Although Deputy Chief Justice Raymond Zondo did not dismiss the application made by Mngoma’s legal team, he suggested that due to the pressure of time on the commission, she should continue to give evidence and where parts of her affidavit needed to be changed, she could notify the commission as she testified.
Legal expert advocate Mfesane Ka-Siboto said that while typically Mngoma would have been given the opportunity to supplement her affidavit, the commission was under pressure to conclude proceedings due to cost and time.
“It was a good option and the best practical way to move ahead under the circumstances. Ms Mngoma is still entitled to supplement her affidavit before her next appearance,” Ka-Siboto said.
Mngoma, through her legal representative advocate Mpati Qofa, said that she was only present at the commission on Monday evening because she was summoned to appear.

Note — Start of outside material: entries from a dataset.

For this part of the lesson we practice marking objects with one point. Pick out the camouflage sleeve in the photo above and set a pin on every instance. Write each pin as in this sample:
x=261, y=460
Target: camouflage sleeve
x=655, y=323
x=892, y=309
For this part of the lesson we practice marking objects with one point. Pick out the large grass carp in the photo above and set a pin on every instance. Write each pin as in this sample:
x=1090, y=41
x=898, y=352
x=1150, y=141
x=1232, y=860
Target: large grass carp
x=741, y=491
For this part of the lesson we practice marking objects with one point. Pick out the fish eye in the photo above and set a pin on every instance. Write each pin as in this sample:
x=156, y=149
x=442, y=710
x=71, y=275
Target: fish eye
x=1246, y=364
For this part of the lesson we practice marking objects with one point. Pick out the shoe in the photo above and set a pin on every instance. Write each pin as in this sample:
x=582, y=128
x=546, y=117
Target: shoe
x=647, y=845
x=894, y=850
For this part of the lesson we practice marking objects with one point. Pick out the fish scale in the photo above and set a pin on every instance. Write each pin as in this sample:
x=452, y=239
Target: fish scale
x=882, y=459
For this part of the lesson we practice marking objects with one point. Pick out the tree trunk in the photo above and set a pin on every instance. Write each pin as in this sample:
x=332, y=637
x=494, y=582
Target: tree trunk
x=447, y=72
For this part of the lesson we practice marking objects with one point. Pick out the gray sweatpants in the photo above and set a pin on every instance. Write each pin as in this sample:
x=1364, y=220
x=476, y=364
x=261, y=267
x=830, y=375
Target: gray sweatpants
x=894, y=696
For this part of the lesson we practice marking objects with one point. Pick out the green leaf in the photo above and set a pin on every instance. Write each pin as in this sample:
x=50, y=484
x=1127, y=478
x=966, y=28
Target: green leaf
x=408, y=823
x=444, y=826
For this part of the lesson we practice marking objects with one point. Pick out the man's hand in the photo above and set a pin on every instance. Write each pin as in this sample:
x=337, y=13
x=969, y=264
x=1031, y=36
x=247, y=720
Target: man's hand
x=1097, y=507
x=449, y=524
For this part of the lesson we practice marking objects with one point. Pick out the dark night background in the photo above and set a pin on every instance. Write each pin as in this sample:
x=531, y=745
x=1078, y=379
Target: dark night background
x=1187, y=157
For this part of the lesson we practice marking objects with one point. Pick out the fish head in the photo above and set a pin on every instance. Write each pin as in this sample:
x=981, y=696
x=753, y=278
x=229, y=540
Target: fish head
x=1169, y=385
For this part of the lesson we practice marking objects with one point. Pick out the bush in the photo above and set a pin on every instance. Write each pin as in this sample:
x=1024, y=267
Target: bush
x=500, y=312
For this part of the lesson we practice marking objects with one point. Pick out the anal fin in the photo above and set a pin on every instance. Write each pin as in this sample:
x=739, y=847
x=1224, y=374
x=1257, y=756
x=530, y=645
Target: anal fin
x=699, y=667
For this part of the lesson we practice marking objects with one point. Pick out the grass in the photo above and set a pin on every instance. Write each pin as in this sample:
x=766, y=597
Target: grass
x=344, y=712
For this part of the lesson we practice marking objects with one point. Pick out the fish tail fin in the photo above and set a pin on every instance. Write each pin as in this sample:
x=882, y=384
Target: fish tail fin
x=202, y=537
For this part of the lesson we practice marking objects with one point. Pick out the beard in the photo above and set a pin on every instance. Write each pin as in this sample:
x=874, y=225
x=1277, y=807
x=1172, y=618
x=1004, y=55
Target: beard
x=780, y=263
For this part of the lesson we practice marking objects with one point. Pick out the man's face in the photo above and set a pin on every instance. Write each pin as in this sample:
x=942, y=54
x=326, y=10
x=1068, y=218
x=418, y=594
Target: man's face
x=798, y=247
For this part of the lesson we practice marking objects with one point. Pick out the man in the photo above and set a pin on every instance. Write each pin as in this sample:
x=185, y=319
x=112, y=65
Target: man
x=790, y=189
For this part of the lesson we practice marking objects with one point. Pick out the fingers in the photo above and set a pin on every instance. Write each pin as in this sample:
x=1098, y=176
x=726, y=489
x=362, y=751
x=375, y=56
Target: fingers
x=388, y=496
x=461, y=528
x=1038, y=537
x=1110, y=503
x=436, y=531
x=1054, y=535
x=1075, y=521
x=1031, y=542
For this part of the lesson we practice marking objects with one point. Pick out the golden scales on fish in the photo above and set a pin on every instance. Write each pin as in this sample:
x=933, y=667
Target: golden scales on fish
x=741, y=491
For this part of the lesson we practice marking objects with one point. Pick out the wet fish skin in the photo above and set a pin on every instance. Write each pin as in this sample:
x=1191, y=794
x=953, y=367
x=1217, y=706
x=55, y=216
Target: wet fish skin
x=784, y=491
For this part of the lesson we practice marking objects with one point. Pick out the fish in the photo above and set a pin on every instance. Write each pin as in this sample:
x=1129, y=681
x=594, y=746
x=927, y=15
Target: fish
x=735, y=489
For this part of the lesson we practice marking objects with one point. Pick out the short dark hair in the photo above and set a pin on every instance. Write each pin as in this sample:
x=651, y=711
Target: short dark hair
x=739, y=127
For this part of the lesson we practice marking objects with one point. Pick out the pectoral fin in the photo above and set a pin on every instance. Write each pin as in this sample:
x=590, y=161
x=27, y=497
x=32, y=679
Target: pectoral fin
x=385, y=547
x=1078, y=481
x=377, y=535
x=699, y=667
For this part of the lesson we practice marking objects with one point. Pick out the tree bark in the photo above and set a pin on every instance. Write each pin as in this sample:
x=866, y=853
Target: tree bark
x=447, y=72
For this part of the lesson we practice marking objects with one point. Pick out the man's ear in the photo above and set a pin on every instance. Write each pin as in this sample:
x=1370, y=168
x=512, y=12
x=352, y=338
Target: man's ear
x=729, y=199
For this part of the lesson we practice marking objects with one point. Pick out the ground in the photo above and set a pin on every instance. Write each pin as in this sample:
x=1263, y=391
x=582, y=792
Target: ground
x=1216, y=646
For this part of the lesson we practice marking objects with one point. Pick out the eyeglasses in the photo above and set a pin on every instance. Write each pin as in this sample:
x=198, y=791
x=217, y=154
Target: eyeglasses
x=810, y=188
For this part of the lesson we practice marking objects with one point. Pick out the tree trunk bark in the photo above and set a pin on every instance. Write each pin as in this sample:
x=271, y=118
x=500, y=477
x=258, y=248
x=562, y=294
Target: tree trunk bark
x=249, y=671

Qofa read a letter to the commission before her client's appearance stating that Mngoma raised a plethora of issues that concerned her and when she received little assistance and protection from the commission, she decided to safeguard herself. She said an impression had been wrongly created that Mngoma was reluctant or refused to co-operate with the commission.
The main issue was related to her affidavit being leaked to the media.
"Our client’s first affidavit was leaked to the media and she brought her dissatisfaction with this to the attention of the commission. This aspect exacerbated our client’s security concerns," Qofa said.
"Our client has not heard from the Commission in this regard, nor has she been offered any form of security or the courtesy of an explanation for the failure to do so.
"Our client also highlighted to the commission her discomfort about the commission’s sharing of her affidavit with Ajay Gupta without informing her or her legal team. It was mentioned that Ajay Gupta was implicated, but he has not been in the country since the commission started and there was no basis to share the affidavit with him," Mngoma’s legal team said.
In the totality of the circumstances, Qofa said they were of the firm view that the conduct of the commission towards Mngoma had been “abusive".
During her testimony, Mngoma claimed that the Gupta family heavily influenced the appointments and service contracts.
She told the commission that through the Guptas and her husband, even she was made aware of major appointments at state-owned enterprises months before it happened.
She further claimed that Ajay Gupta gifted Gigaba a white three series BMW, a gold necklace for their first-born son, bags of cash and even cash for their wedding. She said they often visited the Guptas Saxonwold compound and would often leave with bags of cash.
Mngoma also told the commission that her husband shared a friendly relationship with former Transnet chief executive Siyabonga Gama to the extent that he was able to secure a job at the parastatal for his sister.
Mngoma said she and her husband were also invited to the infamous Gupta wedding at Sun City and the welcoming party at the Waterkloof Air Force Base for the family.